Расмус открыл было рот, чтобы высказаться по этому поводу, но Ева-Лотта тихо оборвала его:
– А ты помолчи!
– Так я же ничего не сказал, – обиделся Расмус, – но если Калле…
– Тс-с-с! – шепнул Андерс, показывая пальцем на Петерса, рыщущего прямо под их окном.
– Ева-Лотта, спой-ка да погромче, – прошептал Калле. – Чтобы Петерс не слышал, как я запираю дверь.
И Ева-Лотта во всё горло запела:
Особой радости это пение Петерсу не доставило.
– Замолчи, – цыкнул он, продолжая поиски ключа.
Он ковырял палкой в траве, раздвигая цветы иван-чая, но ключа так и не нашёл. Было слышно, как он клянёт всех и вся. Но потом, видно, махнул на ключ рукой и исчез. Пленники ждали, затаив дыхание. Они вслушивались в каждый шорох и надеялись, что пронесёт… но вдруг уловили чьи-то шаги на крыльце. Господи, помоги, он вернулся!
Они в растерянности смотрели друг на друга, обессиленные, бледные как полотно, не в состоянии здраво мыслить. В самую последнюю секунду Калле вдруг очнулся. Одним прыжком он оказался за ширмой, загораживающей умывальник. И в тот же миг дверь отворилась – вошёл Петерс. Ева-Лотта взмолилась: «Возьми его отсюда, возьми его отсюда, я не в силах этого вынести… А вдруг Расмус проболтается…»
– Я вас выпорю, как только выкрою время. Такую взбучку вам устрою, когда вернусь, – мокрого места не останется. А если вы не успокоитесь до тех пор, пеняйте на себя. Понятно?
– Да уж, спасибочки, – хмыкнул Андерс.
Расмус хихикнул. Он не слышал ни слова из того, что сказал Петерс. Он был охвачен одной лишь мыслью: Калле за ширмой! Надо же – это почти как в прятки играть!
Ева-Лотта с замиранием сердца следила за выражением его лица. «Молчи, Расмус, молчи», – молила она мысленно. Но Расмус не слышал её тихой молитвы, лишь зловеще посмеивался.
– Ты чего хихикаешь? – зло спросил его Петерс.
Вид у Расмуса был радостный и загадочный.
– Вот ты никогда не догадаешься, кто… – начал он.
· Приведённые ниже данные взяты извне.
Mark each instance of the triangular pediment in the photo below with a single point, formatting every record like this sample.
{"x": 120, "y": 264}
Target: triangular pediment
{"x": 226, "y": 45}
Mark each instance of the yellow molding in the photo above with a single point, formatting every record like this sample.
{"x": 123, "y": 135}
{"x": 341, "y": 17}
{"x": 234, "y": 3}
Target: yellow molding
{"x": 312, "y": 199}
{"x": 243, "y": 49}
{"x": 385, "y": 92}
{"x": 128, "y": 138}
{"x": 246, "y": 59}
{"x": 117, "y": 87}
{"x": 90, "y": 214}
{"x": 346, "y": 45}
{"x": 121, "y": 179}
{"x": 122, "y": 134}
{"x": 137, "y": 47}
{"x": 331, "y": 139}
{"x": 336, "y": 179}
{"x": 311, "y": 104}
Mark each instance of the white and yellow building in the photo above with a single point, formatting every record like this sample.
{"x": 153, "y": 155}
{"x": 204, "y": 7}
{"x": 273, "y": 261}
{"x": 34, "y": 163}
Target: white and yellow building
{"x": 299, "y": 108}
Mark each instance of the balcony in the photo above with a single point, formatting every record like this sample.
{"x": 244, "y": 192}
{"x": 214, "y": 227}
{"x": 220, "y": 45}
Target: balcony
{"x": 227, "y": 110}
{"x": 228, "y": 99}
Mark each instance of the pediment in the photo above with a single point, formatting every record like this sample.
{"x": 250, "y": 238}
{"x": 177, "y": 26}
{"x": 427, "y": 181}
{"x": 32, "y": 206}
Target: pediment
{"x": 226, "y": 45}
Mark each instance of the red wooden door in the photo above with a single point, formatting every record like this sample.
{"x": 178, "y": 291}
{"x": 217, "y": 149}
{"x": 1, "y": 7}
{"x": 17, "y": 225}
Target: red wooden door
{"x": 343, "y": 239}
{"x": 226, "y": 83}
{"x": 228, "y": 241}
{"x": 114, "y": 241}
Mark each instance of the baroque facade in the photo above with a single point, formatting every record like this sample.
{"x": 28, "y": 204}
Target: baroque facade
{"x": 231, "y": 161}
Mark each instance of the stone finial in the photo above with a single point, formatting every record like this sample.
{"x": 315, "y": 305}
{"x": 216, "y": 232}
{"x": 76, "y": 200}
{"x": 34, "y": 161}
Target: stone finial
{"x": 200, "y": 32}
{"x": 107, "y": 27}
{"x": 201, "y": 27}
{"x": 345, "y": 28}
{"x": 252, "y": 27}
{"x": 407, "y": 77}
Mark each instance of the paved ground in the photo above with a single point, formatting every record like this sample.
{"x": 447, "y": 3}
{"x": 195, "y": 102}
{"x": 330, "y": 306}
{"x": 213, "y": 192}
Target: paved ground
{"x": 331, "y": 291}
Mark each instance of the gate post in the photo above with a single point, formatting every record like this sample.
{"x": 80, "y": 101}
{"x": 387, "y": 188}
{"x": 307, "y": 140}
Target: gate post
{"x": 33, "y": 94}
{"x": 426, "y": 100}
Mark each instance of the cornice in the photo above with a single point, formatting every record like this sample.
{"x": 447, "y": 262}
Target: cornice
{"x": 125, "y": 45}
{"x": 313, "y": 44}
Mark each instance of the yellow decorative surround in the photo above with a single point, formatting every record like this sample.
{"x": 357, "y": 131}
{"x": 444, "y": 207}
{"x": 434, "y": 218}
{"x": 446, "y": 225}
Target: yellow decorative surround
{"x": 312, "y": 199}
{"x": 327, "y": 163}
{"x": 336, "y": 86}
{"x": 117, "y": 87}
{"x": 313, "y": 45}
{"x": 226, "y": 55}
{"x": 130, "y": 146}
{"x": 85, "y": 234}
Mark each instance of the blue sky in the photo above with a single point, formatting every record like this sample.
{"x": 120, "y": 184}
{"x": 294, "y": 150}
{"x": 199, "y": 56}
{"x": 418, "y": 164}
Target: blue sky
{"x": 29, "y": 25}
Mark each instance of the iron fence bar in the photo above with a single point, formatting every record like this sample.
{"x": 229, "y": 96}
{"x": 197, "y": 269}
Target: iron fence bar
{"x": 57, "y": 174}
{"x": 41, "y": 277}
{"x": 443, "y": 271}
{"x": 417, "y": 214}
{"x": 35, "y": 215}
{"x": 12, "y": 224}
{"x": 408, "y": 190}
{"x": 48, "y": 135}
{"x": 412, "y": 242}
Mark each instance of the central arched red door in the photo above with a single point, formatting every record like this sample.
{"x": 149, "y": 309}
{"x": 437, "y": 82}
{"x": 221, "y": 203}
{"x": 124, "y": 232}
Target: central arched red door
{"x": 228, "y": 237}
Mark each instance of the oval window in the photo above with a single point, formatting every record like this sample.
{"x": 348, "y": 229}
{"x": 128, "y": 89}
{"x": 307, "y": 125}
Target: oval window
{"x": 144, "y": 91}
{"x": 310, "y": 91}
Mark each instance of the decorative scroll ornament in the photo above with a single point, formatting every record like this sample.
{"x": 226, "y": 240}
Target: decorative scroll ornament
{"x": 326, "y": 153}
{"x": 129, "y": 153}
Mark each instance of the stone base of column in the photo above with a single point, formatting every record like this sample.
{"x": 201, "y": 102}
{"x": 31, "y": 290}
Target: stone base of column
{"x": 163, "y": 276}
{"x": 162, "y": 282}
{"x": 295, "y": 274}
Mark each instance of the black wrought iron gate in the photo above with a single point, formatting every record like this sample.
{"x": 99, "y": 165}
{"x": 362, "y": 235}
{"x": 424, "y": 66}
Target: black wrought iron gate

– На этом острове ужасно много черники! – дико заорал Андерс. Он с радостью бы сказал что-нибудь более осмысленное, но это единственное, что пришло ему в голову.
Петерс взглянул на него с отвращением.
– Шутить вздумал? Оставь свои шуточки при себе.
– Хи-хи, инженер Петерс, – продолжал неутомимый Расмус. – Ты не знаешь, кто…
– Обожаю чернику! Что может быть лучше черники! – закричал Андерс.
И Петерс покачал головой:
– Да ты просто полоумный! Ну да ладно… Я ухожу, но предупреждаю, чтобы впредь никаких безобразий!
Он направился к двери, но, не дойдя, остановился.
– Да, чуть не забыл, – сказал он сам себе. – У меня здесь должны быть бритвенные лезвия в туалетном шкафчике.
Этот шкафчик висел на стене рядом с умывальником, за ширмой.
– Лезвия! – пронзительно крикнула Ева-Лотта. – Я их съела! То есть я хочу сказать, я их выбросила в окошко. И плюнула на кисточку.
Петерс уставился на неё.
– Мне жаль ваших родителей, – сказал он и ушёл.
И они остались одни. Все трое сидели на раскладушке и тихо обсуждали происшедшее. Расмус примостился около них на полу и с интересом слушал.
– Ветер слишком сильный, – сказал Калле. – Пока он не стихнет, мы ничего не сможем сделать.